Wharfies ramp-up strike action

Jon Condon, 23/05/2011


Stevedoring company Patricks has been notified by the Maritime Union of Australia that further action will be taken by workers at all four of its Australian container terminals, starting today.

The MUA says the industrial action will run for seven days in Sydney, Melbourne and Fremantle, with the Port of Brisbane – the nation’s largest chilled and frozen beef shipping departure point – impacted for six days.

The action, in the form of bans and limitations, will stop the movement of an estimated 50 percent of Australia’s containerised trade, directly impacting 32 vessels and 35,000 shipping containers, Patrick says.

The scaled-up industrial action follows an earlier 24-hour walk-out by the MUA reported on Beef Central on May 12.  That dispute was the first industrial action mounted by MUA members since the major waterfront strike in 1998.

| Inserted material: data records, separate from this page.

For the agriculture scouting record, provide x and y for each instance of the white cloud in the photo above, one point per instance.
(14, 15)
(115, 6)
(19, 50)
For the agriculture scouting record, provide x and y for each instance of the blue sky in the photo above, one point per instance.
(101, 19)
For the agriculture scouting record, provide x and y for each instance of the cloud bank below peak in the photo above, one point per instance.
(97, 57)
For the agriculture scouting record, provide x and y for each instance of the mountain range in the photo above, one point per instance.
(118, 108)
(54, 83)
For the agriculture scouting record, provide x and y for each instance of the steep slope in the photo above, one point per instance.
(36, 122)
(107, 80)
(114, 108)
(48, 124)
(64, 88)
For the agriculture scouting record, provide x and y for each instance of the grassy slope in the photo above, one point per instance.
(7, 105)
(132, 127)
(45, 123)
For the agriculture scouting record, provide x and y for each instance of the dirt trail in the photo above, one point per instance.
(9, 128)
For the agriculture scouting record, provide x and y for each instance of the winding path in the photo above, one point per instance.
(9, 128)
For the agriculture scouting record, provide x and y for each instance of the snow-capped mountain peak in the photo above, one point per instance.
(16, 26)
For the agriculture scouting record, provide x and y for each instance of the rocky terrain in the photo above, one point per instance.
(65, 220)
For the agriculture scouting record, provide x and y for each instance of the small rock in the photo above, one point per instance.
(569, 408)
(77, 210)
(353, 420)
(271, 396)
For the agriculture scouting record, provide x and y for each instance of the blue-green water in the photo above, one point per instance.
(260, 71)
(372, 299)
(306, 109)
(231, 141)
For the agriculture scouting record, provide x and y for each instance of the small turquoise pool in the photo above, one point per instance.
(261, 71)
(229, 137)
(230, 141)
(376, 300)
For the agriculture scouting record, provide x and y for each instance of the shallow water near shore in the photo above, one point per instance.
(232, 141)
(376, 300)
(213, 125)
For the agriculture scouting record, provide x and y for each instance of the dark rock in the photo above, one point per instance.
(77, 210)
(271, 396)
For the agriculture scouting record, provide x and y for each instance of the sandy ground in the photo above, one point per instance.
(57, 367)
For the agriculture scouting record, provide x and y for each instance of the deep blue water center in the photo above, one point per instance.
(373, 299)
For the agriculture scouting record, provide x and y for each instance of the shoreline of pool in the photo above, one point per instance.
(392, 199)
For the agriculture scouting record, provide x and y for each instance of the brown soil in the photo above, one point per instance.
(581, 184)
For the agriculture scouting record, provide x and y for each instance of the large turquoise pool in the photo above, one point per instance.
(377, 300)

Patrick Director Paul Garaty said the flow-on effect of the MUA action would be felt by exporters and importers for months, as vessels are delayed and international schedules directly impacted.

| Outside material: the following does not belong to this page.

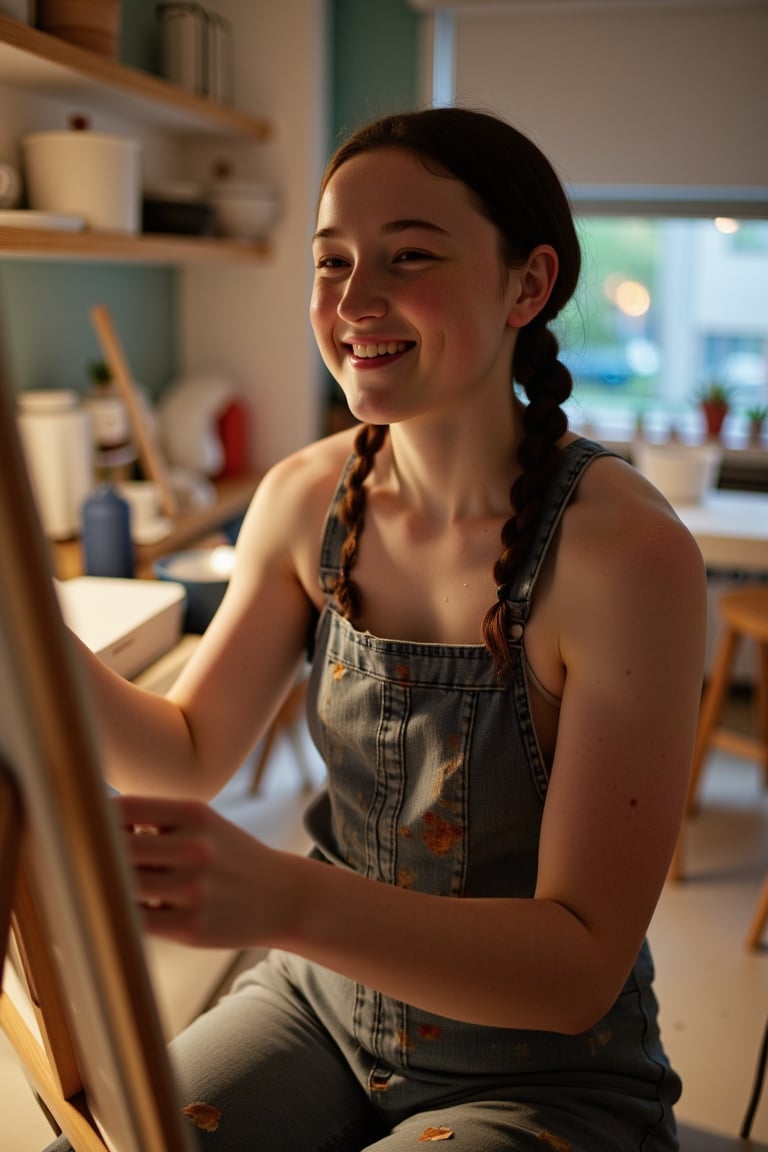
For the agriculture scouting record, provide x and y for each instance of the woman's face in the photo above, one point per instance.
(410, 304)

“The impact of the bans will render us inoperative, and our Brisbane, Melbourne, Fremantle and Sydney Terminals will grind to a halt,” he said.

“This will have a huge impact on Australian exporters and importers, hurting everyone from small businesses awaiting deliveries to Australian farmers exporting their goods to market, and the transport industry which is reliant on container trade to make a living.”

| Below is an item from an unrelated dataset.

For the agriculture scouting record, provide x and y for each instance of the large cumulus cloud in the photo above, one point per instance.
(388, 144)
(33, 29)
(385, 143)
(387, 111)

"These businesses have already borne the brunt of the MUA's actions, including stoppages across our operations, more than a month of illegal strike action at our Melbourne terminal and labour availability issues at our Sydney terminal which restrict the use of our cranes,” Mr Garaty said.

“We are again witnessing the actions of a union which is happy to hold the country to ransom in pursuit of its claims. The Union issued this action less than 24 hours after the Company put an offer to its representatives. Given the timeframe it is unlikely the MUA even had time to put our offer to its members before announcing another round of action against us,” he said.

“Despite the MUA suggesting it has made big concessions in reducing its claim to $32 million (a cost of $32,000 per employee) it is pursuing a wage outcome far in excess of community norms and continues to ignore our need for productivity offsets. We are not close to an agreement,” he said.

Patrick’s most recent offer includes a 4pc wage increase with an additional 1pc offered if internationally recognised safety, productivity and efficiency targets are met, to ensure that the company remains competitive in a changed global trade marketplace.

The Company has also offered improved pay and working conditions for its permanent part-time employees and increased redundancy from 40 to 52 weeks for all employees.

Patrick says its employees currently work on average 35 hours/week or 185 days per year for an average annual salary of $100,000. It says the MUA’s revised claim will cost the company $32,000 per employee without any change in productivity. The cost of the union claims over each of the three years is $32m, $39m and $50m respectively without productivity offsets, Patrick claims.

The story was broken on Beef Central on Tuesday.